In [16]:
import torch
import torch.nn as nn
import torch.nn.functional as F
import torch.optim as optim
from torch.utils.data import Dataset, DataLoader
import torchvision.transforms as transforms
from torchvision import models
from PIL import Image
import pandas as pd
from pathlib import Path
from tqdm import tqdm
import numpy as np
import matplotlib.pyplot as plt

device = torch.device("cuda" if torch.cuda.is_available() else "cpu")
print(f"Using device: {device}")

Using device: cpu


In [17]:
LABEL_PATH = Path("../data/labels/labels_task2.csv")
FRAME_DIR = Path("../data/frames")

df = pd.read_csv(LABEL_PATH)
available_videos = {p.name for p in FRAME_DIR.iterdir() if p.is_dir() and any(p.glob("*.jpg"))}
df = df[df["VIDEO"].isin(available_videos)].reset_index(drop=True)
print(f"Number of videos with frames: {len(df)}")

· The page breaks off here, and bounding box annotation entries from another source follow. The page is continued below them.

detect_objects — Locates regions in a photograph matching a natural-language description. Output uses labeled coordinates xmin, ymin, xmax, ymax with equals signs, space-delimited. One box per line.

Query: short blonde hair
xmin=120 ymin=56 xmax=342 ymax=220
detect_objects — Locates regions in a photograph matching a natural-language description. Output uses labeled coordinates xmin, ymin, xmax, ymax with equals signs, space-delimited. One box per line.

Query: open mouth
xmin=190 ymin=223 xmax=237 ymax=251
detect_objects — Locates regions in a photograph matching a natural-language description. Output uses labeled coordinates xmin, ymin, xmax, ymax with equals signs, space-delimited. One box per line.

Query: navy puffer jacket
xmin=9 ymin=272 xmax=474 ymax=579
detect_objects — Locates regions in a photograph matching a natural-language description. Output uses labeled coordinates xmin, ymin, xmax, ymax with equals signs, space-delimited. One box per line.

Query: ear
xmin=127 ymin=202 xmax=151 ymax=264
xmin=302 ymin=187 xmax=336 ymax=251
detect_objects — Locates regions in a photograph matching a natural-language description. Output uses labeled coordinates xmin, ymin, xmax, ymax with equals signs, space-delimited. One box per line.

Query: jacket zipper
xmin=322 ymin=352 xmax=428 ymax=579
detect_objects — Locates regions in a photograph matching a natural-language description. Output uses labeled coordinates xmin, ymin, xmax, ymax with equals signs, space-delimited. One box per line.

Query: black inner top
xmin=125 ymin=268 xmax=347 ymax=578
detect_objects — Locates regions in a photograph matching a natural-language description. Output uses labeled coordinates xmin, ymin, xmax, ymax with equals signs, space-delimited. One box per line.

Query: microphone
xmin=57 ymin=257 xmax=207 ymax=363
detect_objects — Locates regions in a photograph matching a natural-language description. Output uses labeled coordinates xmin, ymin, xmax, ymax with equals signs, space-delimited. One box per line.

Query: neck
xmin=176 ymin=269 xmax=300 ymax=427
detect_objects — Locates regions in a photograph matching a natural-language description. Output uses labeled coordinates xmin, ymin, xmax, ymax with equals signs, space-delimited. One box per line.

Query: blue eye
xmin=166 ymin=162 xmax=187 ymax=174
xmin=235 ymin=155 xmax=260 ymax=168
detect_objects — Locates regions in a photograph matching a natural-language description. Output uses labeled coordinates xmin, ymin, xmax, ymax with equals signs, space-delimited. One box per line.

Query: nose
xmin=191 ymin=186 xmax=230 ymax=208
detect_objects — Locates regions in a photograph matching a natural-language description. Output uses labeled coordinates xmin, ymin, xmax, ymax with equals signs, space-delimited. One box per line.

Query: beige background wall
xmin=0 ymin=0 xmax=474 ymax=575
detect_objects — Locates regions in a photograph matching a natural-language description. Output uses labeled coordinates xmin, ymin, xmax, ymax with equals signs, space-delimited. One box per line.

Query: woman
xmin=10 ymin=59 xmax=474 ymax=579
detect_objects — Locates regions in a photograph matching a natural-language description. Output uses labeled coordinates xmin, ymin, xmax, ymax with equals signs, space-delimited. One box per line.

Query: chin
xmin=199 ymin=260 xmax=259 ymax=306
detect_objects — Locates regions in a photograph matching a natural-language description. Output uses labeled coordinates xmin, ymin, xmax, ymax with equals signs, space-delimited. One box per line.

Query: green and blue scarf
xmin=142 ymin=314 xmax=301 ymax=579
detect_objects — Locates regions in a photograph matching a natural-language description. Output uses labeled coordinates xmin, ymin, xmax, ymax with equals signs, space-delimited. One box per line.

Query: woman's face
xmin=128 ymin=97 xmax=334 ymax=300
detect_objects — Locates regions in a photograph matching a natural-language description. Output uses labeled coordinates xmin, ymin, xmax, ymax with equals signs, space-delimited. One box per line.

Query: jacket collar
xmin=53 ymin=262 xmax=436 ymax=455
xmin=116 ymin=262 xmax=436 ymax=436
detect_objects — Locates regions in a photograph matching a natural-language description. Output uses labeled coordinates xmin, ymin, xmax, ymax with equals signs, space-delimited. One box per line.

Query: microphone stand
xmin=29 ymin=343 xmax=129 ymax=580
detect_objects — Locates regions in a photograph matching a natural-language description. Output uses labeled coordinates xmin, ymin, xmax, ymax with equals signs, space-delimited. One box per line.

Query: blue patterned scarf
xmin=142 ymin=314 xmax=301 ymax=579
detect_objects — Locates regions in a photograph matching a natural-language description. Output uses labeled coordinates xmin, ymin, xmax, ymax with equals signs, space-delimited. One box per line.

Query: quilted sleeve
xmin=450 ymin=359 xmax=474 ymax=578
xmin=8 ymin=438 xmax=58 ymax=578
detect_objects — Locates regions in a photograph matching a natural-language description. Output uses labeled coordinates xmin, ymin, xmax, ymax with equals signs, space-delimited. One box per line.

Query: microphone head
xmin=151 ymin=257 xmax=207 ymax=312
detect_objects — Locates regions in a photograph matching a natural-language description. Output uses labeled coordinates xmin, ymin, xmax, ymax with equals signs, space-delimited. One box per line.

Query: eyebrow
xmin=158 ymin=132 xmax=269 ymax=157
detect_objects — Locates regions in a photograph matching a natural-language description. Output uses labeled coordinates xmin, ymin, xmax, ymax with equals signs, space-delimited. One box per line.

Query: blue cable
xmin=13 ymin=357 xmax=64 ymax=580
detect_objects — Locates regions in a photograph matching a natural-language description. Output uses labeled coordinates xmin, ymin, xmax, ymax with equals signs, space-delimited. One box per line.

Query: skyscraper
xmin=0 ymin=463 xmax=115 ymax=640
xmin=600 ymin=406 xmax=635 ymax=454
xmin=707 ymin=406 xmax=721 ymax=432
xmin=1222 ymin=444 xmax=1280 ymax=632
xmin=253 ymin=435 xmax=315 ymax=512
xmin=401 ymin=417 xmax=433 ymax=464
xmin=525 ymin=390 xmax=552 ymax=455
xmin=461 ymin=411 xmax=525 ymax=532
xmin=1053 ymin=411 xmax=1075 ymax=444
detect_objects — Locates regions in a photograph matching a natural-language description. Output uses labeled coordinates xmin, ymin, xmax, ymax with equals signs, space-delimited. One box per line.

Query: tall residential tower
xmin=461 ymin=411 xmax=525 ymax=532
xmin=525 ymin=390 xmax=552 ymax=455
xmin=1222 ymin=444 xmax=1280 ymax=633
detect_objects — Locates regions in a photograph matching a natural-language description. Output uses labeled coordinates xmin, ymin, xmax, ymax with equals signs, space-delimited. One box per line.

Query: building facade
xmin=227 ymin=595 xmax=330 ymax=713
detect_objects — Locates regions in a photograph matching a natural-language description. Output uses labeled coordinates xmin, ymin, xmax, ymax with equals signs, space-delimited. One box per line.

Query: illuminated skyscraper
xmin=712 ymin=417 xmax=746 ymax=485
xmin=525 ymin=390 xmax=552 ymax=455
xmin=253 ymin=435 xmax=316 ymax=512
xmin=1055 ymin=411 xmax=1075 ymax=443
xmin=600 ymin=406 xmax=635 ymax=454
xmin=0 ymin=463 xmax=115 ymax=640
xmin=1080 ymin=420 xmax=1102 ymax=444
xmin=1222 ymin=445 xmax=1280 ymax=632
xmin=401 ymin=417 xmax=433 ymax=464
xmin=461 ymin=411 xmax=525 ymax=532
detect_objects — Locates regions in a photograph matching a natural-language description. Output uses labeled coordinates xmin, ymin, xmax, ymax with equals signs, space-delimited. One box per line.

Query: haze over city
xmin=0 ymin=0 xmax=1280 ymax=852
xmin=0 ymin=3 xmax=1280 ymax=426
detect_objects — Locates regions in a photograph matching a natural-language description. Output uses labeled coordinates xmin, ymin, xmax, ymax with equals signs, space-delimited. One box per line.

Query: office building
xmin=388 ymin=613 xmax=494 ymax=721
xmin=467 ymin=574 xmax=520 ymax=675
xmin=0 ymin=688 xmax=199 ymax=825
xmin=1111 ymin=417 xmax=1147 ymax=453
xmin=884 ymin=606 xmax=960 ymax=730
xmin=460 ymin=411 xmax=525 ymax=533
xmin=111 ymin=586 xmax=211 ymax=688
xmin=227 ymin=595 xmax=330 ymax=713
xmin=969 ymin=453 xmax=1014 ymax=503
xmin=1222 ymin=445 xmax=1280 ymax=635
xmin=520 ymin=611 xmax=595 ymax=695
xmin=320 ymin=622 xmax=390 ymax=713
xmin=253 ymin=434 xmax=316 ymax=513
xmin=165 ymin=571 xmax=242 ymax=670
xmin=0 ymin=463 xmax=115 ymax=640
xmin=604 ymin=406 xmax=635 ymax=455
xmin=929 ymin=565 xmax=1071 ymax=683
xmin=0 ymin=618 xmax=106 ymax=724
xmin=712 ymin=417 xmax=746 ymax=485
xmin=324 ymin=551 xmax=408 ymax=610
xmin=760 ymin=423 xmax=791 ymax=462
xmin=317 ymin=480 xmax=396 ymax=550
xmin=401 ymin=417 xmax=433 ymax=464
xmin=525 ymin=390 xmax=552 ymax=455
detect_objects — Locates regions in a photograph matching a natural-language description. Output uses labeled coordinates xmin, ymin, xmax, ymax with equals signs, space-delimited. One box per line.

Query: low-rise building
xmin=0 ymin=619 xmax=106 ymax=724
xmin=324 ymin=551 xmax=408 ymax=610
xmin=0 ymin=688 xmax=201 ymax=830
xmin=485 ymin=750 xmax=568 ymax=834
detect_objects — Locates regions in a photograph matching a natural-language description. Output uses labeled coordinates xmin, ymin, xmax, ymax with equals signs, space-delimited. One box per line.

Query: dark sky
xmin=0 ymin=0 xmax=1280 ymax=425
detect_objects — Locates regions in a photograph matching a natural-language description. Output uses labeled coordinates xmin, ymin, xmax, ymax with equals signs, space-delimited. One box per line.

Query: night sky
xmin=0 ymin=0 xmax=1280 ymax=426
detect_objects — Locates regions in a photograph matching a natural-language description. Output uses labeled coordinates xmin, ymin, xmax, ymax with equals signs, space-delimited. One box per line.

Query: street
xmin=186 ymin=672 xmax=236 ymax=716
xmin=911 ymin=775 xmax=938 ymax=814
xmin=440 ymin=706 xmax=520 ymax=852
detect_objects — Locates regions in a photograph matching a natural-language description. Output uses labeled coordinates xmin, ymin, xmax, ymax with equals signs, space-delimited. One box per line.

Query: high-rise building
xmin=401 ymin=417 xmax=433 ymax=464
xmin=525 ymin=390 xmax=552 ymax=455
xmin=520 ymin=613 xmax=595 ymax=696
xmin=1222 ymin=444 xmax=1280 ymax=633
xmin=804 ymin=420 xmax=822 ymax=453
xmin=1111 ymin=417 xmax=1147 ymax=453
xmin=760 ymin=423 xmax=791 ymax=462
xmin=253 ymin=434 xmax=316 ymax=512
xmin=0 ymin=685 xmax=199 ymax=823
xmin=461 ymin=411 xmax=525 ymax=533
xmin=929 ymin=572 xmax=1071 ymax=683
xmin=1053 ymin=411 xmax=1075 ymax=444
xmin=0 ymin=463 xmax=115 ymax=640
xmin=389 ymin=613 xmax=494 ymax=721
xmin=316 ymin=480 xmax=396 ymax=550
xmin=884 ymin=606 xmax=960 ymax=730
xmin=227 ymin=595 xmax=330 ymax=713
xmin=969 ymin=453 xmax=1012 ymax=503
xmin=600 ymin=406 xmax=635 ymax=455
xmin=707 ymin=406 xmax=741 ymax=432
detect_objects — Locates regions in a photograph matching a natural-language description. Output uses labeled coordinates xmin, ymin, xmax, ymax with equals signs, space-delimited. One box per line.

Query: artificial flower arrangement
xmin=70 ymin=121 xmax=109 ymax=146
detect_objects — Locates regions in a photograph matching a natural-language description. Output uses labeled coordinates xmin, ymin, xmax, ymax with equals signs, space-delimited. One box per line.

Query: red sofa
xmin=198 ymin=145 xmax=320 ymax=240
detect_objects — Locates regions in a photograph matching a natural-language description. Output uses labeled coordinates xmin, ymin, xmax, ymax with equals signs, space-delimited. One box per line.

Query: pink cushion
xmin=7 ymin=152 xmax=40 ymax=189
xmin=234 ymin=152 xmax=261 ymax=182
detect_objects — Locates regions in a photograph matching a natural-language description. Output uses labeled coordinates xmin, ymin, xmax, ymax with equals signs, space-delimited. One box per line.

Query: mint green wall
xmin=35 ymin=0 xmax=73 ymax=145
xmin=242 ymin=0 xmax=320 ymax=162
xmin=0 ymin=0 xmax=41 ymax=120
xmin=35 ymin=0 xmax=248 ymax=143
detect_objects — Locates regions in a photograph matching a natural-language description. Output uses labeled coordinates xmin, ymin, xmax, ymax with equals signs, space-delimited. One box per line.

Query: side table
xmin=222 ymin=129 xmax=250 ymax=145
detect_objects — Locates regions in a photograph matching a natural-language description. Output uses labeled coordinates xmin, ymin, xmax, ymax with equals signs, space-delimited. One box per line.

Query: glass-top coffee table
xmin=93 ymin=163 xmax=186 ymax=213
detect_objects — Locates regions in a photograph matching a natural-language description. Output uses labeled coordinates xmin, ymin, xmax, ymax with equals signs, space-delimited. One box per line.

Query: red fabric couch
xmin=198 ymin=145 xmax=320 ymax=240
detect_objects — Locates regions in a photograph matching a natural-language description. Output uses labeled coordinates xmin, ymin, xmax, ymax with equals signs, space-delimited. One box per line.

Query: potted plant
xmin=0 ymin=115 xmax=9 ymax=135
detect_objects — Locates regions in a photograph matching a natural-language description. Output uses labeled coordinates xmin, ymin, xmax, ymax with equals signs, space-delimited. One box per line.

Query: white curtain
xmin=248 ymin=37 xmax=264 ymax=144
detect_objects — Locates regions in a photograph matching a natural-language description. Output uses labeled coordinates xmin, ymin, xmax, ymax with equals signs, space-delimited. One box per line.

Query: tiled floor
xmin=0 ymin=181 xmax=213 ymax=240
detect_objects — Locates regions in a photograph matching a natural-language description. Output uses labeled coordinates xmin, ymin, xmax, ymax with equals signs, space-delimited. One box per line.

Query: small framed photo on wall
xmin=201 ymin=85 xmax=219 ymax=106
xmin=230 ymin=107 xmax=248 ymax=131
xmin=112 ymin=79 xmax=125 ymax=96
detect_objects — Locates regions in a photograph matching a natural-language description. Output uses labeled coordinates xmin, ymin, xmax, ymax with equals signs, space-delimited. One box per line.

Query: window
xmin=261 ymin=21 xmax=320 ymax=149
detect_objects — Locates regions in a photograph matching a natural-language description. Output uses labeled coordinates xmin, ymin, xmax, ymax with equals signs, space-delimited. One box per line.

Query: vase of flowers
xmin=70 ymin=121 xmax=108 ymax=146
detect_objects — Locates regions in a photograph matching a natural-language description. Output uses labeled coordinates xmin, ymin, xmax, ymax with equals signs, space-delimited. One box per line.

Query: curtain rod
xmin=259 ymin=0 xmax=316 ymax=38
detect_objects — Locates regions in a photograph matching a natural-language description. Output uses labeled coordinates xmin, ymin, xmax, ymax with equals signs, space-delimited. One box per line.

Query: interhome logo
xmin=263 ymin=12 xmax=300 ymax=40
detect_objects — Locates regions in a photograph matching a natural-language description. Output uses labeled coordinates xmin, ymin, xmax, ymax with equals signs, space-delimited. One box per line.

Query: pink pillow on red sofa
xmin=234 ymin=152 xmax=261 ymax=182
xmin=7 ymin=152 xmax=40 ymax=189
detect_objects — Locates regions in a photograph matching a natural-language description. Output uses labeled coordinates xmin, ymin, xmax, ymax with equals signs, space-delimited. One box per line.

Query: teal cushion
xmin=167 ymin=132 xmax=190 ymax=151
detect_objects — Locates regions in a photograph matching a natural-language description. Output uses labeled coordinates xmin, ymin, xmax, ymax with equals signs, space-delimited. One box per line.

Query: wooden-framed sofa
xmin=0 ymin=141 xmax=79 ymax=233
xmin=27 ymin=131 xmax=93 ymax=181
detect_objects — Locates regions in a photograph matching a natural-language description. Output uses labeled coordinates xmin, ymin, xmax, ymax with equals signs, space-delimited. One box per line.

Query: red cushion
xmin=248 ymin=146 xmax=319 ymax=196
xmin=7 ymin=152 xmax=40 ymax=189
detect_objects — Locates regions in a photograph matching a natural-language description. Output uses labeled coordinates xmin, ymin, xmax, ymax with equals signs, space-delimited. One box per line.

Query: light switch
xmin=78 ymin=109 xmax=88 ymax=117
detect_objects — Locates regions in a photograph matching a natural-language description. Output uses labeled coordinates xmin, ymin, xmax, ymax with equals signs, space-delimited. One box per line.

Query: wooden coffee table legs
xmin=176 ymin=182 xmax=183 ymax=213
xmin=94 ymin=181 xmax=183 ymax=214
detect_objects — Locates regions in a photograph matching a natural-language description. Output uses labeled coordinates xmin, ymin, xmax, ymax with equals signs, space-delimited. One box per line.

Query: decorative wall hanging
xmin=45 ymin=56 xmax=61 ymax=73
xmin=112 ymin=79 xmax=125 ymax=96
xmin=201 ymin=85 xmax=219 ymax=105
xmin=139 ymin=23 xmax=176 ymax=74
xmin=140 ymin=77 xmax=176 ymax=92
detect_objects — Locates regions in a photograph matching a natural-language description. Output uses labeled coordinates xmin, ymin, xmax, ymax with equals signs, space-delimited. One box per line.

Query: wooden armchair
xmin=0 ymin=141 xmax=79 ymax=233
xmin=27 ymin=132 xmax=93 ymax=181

Number of videos with frames: 30


In [18]:
class OSATSDataset(Dataset):
    def __init__(self, dataframe, frame_dir, transform=None, sequence_length=16):
        self.data = dataframe.copy()
        self.frame_dir = frame_dir
        self.transform = transform
        self.sequence_length = sequence_length
        self.osats_cols = [col for col in dataframe.columns if col.startswith("OSATS_")]

        for col in self.osats_cols:
            self.data[col] = self.data[col].clip(0, 4).astype(np.int64)

    def __len__(self):
        return len(self.data)

    def __getitem__(self, idx):
        row = self.data.iloc[idx]
        video_id = row["VIDEO"]
        y = row[self.osats_cols].values.astype(np.int64)
        path = self.frame_dir / video_id

        frames = sorted(path.glob("*.jpg"))
        selected = frames[:self.sequence_length]
        if len(selected) == 0:
            raise IndexError(f"No frames for video {video_id}")
        while len(selected) < self.sequence_length:
            selected.append(selected[-1])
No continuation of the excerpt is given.